那人身形瘦高,黑色的长斗篷下隐隐露出月白色锦缎衣衫,等他摘下遮脸的帷帽,才看出这人长着一张俊秀,但极为苍白的脸庞。
再仔细一看,那男子竟长着一双金眸!
「赤渊王族?」
就算是司南晨也不由得讶异,同一时间,江霁风的长剑已经架到了那人的脖子上。
「霁风哥哥且慢!」司南晨连忙阻止,「既然他有暗号,便能说明他与长姐有关,先听听他说什么!」
那男子毫不在意随时能要他命的利剑,他微微笑着,眼中没什么情绪,却冷的平白让人出一身寒意。

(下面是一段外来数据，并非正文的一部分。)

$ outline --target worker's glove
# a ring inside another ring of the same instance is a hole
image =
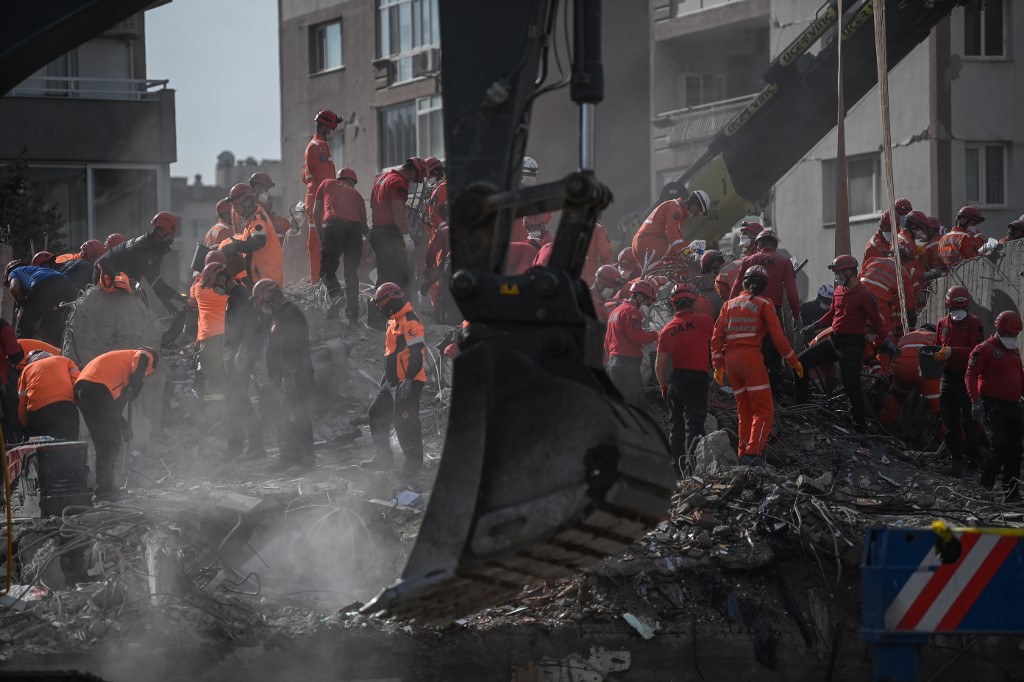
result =
[[[412,251],[416,248],[416,245],[412,243],[412,235],[403,234],[402,241],[405,242],[405,250]]]
[[[295,380],[295,372],[285,372],[284,376],[281,377],[281,390],[284,393],[292,394],[298,388],[298,382]]]
[[[395,389],[395,416],[406,419],[413,412],[419,410],[419,405],[412,403],[413,386],[412,381],[406,379],[398,384]]]
[[[971,405],[971,419],[979,424],[985,423],[985,406],[980,402]]]
[[[662,397],[663,400],[668,397],[668,395],[666,395],[667,393],[668,393],[668,384],[662,384],[661,385],[661,397]]]
[[[432,286],[434,286],[433,282],[424,282],[423,285],[420,286],[420,296],[426,296],[427,294],[429,294],[430,287]]]
[[[942,271],[939,270],[938,268],[933,268],[924,273],[925,282],[931,282],[932,280],[938,279],[939,277],[942,277]]]
[[[952,352],[952,348],[950,348],[949,346],[943,346],[939,350],[932,353],[932,360],[935,360],[937,362],[945,362]]]
[[[803,366],[803,363],[801,363],[799,360],[797,360],[796,364],[793,365],[793,371],[796,372],[796,378],[797,379],[803,379],[804,378],[804,366]]]
[[[807,338],[807,337],[813,338],[814,335],[816,333],[818,333],[819,329],[821,329],[821,327],[818,326],[817,322],[815,322],[813,324],[809,324],[809,325],[807,325],[806,327],[804,327],[803,329],[800,330],[800,336],[803,336],[805,338]]]
[[[896,357],[897,355],[900,354],[899,346],[893,343],[892,339],[886,339],[885,342],[882,343],[882,351],[888,353],[893,357]]]
[[[725,368],[715,367],[715,383],[719,386],[725,386]]]
[[[128,420],[121,417],[121,438],[126,441],[133,440],[135,434],[132,432],[132,425],[128,423]]]

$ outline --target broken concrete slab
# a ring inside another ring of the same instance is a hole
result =
[[[693,455],[695,473],[703,476],[719,475],[738,462],[736,451],[729,442],[729,434],[725,431],[712,431],[697,441]]]

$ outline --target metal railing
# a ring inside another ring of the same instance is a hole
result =
[[[156,99],[167,80],[95,78],[87,76],[33,76],[18,84],[15,97],[66,97],[77,99]]]
[[[700,104],[686,109],[676,109],[658,114],[654,119],[656,128],[668,128],[667,144],[674,147],[714,137],[732,118],[757,97],[757,93],[733,97],[709,104]],[[660,137],[660,136],[659,136]]]

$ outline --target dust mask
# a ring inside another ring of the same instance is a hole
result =
[[[523,187],[533,187],[534,185],[537,184],[537,176],[524,175],[521,178],[519,178],[519,184],[522,185]]]
[[[530,239],[540,239],[541,231],[533,230],[527,234]]]
[[[270,192],[260,192],[256,195],[256,198],[261,204],[265,204],[270,199]]]
[[[260,312],[263,313],[264,315],[273,315],[274,309],[271,308],[269,305],[264,304],[260,306]]]
[[[837,286],[837,287],[839,287],[839,286],[845,287],[846,286],[846,278],[845,277],[841,277],[839,275],[836,275],[836,276],[834,276],[832,278],[832,284],[834,286]]]
[[[745,249],[748,246],[750,246],[750,237],[743,235],[742,237],[740,237],[740,247]]]
[[[950,310],[949,311],[949,319],[953,320],[954,322],[960,322],[961,320],[963,320],[966,317],[967,317],[967,311],[966,310]]]
[[[1016,350],[1017,348],[1016,336],[1000,336],[999,342],[1006,346],[1008,350]]]

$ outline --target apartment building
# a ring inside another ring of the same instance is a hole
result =
[[[145,40],[140,12],[0,97],[0,164],[28,161],[73,246],[141,234],[169,206],[174,90],[148,77]]]
[[[676,177],[760,87],[760,75],[814,19],[821,0],[651,0],[652,179]],[[1009,0],[958,7],[889,74],[897,196],[948,225],[978,206],[992,236],[1024,213],[1024,87],[1013,36],[1024,12]],[[1016,11],[1015,11],[1016,10]],[[812,48],[816,51],[818,46]],[[874,55],[870,55],[873,58]],[[864,58],[863,55],[857,58]],[[888,198],[878,88],[846,120],[851,242],[860,256]],[[779,181],[766,220],[794,255],[809,258],[806,297],[829,279],[834,251],[833,130]]]

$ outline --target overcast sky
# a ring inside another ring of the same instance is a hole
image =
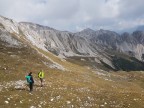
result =
[[[58,30],[126,30],[144,25],[144,0],[0,0],[0,15]]]

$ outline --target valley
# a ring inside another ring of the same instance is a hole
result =
[[[116,33],[88,30],[69,33],[0,17],[0,107],[143,108],[143,32],[134,33],[141,41],[123,43]]]

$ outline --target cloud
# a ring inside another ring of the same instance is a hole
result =
[[[79,10],[79,0],[49,0],[47,15],[54,19],[69,19]]]
[[[0,1],[1,13],[16,20],[29,20],[37,17],[42,10],[41,4],[37,0],[3,0]]]
[[[144,15],[143,0],[120,0],[119,11],[120,17],[133,19]]]
[[[59,30],[121,30],[144,24],[143,4],[143,0],[1,0],[0,14]]]

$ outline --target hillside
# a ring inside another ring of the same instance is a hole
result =
[[[17,54],[16,51],[21,53]],[[82,70],[79,66],[75,67],[75,71],[60,71],[43,65],[40,62],[42,58],[37,60],[38,56],[27,48],[6,48],[1,49],[1,52],[5,54],[1,53],[0,56],[5,58],[1,61],[0,69],[1,107],[144,107],[143,72],[108,73],[86,68]],[[45,70],[45,84],[42,88],[37,78],[41,68]],[[35,79],[32,94],[25,87],[25,75],[29,71],[34,73]]]
[[[45,59],[29,47],[1,45],[0,52],[1,107],[144,107],[143,72],[108,73],[72,64],[74,71],[61,71],[45,66]],[[42,88],[37,78],[41,68],[45,70]],[[32,94],[25,80],[29,71],[35,79]]]
[[[89,33],[95,38],[95,31]],[[91,37],[0,17],[0,107],[143,108],[144,73],[137,71],[143,70],[143,62],[106,49],[110,43],[102,45],[104,37],[90,44]],[[41,69],[44,87],[37,77]],[[35,80],[32,93],[25,79],[30,71]]]

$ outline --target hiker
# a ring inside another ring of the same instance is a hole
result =
[[[33,91],[33,84],[34,84],[34,80],[33,80],[33,76],[32,76],[32,72],[30,72],[27,76],[26,76],[27,82],[29,84],[29,88],[30,88],[30,92]]]
[[[40,79],[41,87],[42,87],[43,86],[43,78],[44,78],[43,70],[40,70],[40,72],[38,73],[38,78]]]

他道:「想来这位便是泽露城的南晨少君了,果然英雄出少年,你与你长姐一样聪慧。」
「不知阁下今日前来所为何事?」
对于赤渊人司南晨尚没有好感,更何况眼前人还是赤渊王族,他更不愿多说一句话。
那男人从怀中摸出一枚玉簪递给司南晨,转头带着笑意,向神色诧异的江霁风问道:「现在我们可以坐下好好说话了么?江庄主。」
门外守夜的人换了一波又
一波,屋中的烛火一直燃至拂晓,直到天边云絮被朝阳撕裂,那将脸遮的无比严实的男子才离开。
望着他离开的身影,司南晨问道:「霁风哥哥,你信他吗?」
「不信。」江霁风回答的不假思索,他攥紧了手心的玉簪,又道:「但我相信南月,她要与赫连谦合作,必有她的道理。」
司南晨垂眸不语,略显稚嫩的脸上有着与他的年纪极为符的沉重老成。
良久,他才道:「我们与赤渊王族合作,无异于与虎谋皮,稍有不慎便死无葬身之地,而且……若被另外几座城池的兵将知晓我们要与赤渊王族有所牵连,这好不容易集结起来的联军恐怕还未开始攻打赤渊,便会被内耗而亡。赫连谦手中兵马虽不算多,但胜在能安排进赤渊王宫之中,真到启用时,可打赤渊王一个措手不及……」
少年思虑太多,有些拿不定主意,他闭着眼睛沉思了太长时间,就在江霁风以为他睡着时,他忽然睁眼道:「罢了,提前做些准备就是了。」
「你想怎么做?」江霁风问道。
司南晨凑的近了些,低低耳语了几句。